Assessing support for different topologies using each of these constraints independently with Tc = 0.10 and Ts = ln(1.5) (Table S4) reveals support for only five topologies – (H,(N,(D,X))), (H,(D,(N,X))), (H,(X,(D,N))), (N,(H,(D,X))) and ((H,N),(D,X)). These topologies reveal a strong signal of human as an outgroup to Neanderthal, Denisovan and the block sequence, and/or the Denisovan and block sequence forming a clade. Support is substantially greater for the (H,(N,(D,X))) topology, which follows the proposed population tree and suggests that incomplete lineage sorting is not driving the signal of the long blocks we have identified. Importantly, topology (H,(D,(N,X))) is similarly infrequent in both D1 and D2 blocks. This topology is consistent with the introgressing block being placed as most similar to the Altai Neanderthal and is expected to be more common in the D2 block set if the excess divergence were driven by spillover signal from Neanderthal introgression. We further note that we do not observe a D2 peak in all non-African populations, and especially that we do not see this peak in West Eurasians, despite each having considerable Neanderthal introgression – again arguing against this explanation of the D2 mismatch.

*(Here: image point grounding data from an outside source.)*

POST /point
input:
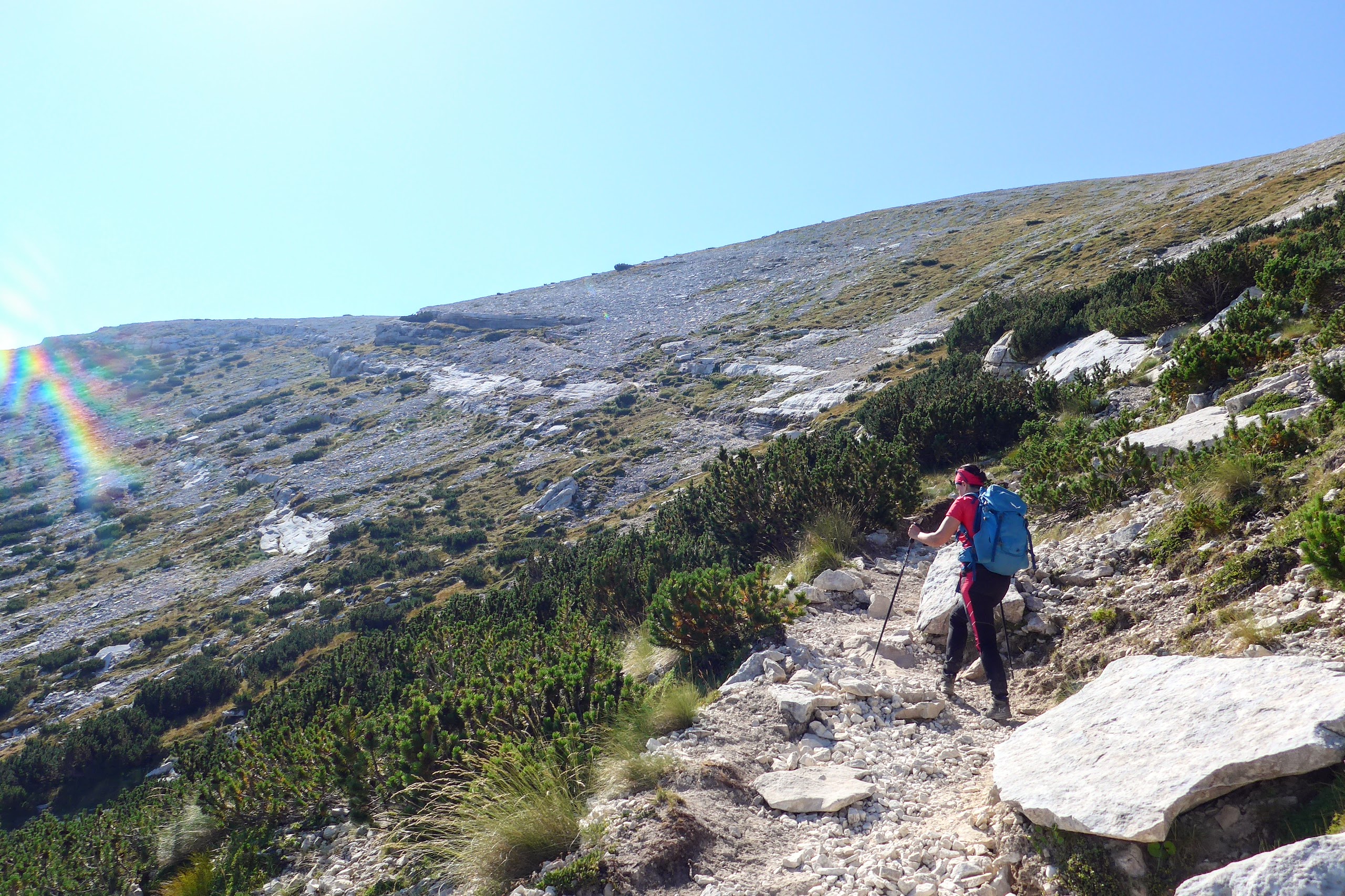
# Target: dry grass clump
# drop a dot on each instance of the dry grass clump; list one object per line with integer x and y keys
{"x": 825, "y": 545}
{"x": 197, "y": 879}
{"x": 625, "y": 767}
{"x": 498, "y": 825}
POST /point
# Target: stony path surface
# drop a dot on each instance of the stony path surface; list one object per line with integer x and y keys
{"x": 930, "y": 825}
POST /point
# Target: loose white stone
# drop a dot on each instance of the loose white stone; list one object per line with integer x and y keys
{"x": 822, "y": 789}
{"x": 939, "y": 592}
{"x": 1312, "y": 867}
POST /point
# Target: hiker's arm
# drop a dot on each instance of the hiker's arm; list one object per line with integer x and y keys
{"x": 937, "y": 538}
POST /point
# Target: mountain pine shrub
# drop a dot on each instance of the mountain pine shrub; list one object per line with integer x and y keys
{"x": 1324, "y": 541}
{"x": 709, "y": 614}
{"x": 951, "y": 412}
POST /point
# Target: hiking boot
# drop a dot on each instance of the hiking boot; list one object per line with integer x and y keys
{"x": 946, "y": 686}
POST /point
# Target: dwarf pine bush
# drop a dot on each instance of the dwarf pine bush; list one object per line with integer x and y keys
{"x": 1324, "y": 541}
{"x": 708, "y": 612}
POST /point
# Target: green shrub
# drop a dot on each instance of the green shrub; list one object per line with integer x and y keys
{"x": 585, "y": 871}
{"x": 463, "y": 540}
{"x": 1324, "y": 541}
{"x": 157, "y": 638}
{"x": 197, "y": 685}
{"x": 1331, "y": 381}
{"x": 501, "y": 825}
{"x": 474, "y": 575}
{"x": 709, "y": 612}
{"x": 1106, "y": 618}
{"x": 284, "y": 603}
{"x": 1071, "y": 466}
{"x": 310, "y": 423}
{"x": 951, "y": 412}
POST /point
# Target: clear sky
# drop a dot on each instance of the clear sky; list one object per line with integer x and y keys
{"x": 294, "y": 158}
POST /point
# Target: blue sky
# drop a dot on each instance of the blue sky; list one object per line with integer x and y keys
{"x": 272, "y": 158}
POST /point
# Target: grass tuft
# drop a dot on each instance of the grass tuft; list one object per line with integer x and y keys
{"x": 625, "y": 767}
{"x": 197, "y": 879}
{"x": 496, "y": 827}
{"x": 825, "y": 545}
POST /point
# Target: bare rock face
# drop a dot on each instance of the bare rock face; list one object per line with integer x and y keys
{"x": 821, "y": 789}
{"x": 1154, "y": 736}
{"x": 1196, "y": 430}
{"x": 1312, "y": 867}
{"x": 939, "y": 592}
{"x": 1084, "y": 354}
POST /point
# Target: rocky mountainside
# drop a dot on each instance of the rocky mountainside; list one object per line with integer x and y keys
{"x": 229, "y": 502}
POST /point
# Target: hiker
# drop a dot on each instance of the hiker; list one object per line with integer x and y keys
{"x": 981, "y": 591}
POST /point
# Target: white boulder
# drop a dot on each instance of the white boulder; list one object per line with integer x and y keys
{"x": 1218, "y": 320}
{"x": 1313, "y": 867}
{"x": 1153, "y": 736}
{"x": 939, "y": 592}
{"x": 818, "y": 789}
{"x": 799, "y": 703}
{"x": 1084, "y": 354}
{"x": 841, "y": 580}
{"x": 1199, "y": 428}
{"x": 558, "y": 497}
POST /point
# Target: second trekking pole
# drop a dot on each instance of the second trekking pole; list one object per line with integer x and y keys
{"x": 891, "y": 605}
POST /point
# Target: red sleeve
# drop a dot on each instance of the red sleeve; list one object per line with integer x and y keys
{"x": 965, "y": 512}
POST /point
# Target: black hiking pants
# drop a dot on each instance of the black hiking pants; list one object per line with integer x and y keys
{"x": 981, "y": 592}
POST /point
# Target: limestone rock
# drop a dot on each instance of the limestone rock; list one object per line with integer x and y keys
{"x": 1218, "y": 320}
{"x": 857, "y": 688}
{"x": 925, "y": 710}
{"x": 1039, "y": 624}
{"x": 1313, "y": 867}
{"x": 818, "y": 789}
{"x": 1153, "y": 736}
{"x": 748, "y": 670}
{"x": 1000, "y": 360}
{"x": 558, "y": 497}
{"x": 799, "y": 704}
{"x": 939, "y": 592}
{"x": 284, "y": 532}
{"x": 839, "y": 580}
{"x": 1084, "y": 354}
{"x": 1199, "y": 428}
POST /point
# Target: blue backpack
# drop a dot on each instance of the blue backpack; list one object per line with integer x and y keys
{"x": 1001, "y": 543}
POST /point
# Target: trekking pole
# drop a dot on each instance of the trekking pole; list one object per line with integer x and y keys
{"x": 1004, "y": 623}
{"x": 892, "y": 603}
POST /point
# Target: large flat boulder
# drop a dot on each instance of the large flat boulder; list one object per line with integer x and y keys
{"x": 1084, "y": 354}
{"x": 1153, "y": 736}
{"x": 818, "y": 789}
{"x": 939, "y": 592}
{"x": 1199, "y": 428}
{"x": 1312, "y": 867}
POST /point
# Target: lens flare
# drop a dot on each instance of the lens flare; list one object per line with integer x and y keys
{"x": 38, "y": 381}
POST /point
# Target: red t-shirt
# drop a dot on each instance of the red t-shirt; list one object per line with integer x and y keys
{"x": 965, "y": 512}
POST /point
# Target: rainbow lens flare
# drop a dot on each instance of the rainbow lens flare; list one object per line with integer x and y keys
{"x": 37, "y": 382}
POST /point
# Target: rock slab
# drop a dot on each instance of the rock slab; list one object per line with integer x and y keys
{"x": 1082, "y": 356}
{"x": 813, "y": 790}
{"x": 939, "y": 592}
{"x": 1154, "y": 736}
{"x": 1312, "y": 867}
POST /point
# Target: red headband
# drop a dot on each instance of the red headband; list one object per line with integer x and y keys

Topologies with either the Altai Denisovan or D1/D2 block acting as an outgroup to other genomes – which are consistent with H. erectus introgression into blocks or into the Denisovan – are extremely uncommon. While it is helpful to confirm the absence of such topologies, they are not expected given our block identification methodology as they do not allow for excess similarity between blocks and the Denisovan genome. In this context, the ((H,N),(D,X)) topology is interesting. This topology is consistent with, but certainly not unambiguous evidence for, shared H. erectus introgression into both an introgressing block and the Altai Denisovan genome. While the topology is common, importantly we do not see clear evidence that the frequency of this topology is substantially different in D1 and D2. This may imply either that the H. erectus introgression identified in the Altai Denisovan genome in other studies (see above) occurred earlier than the divergence of D2 from Altai Denisovan or later than the divergence of D1 such that it is Altai Denisovan-specific.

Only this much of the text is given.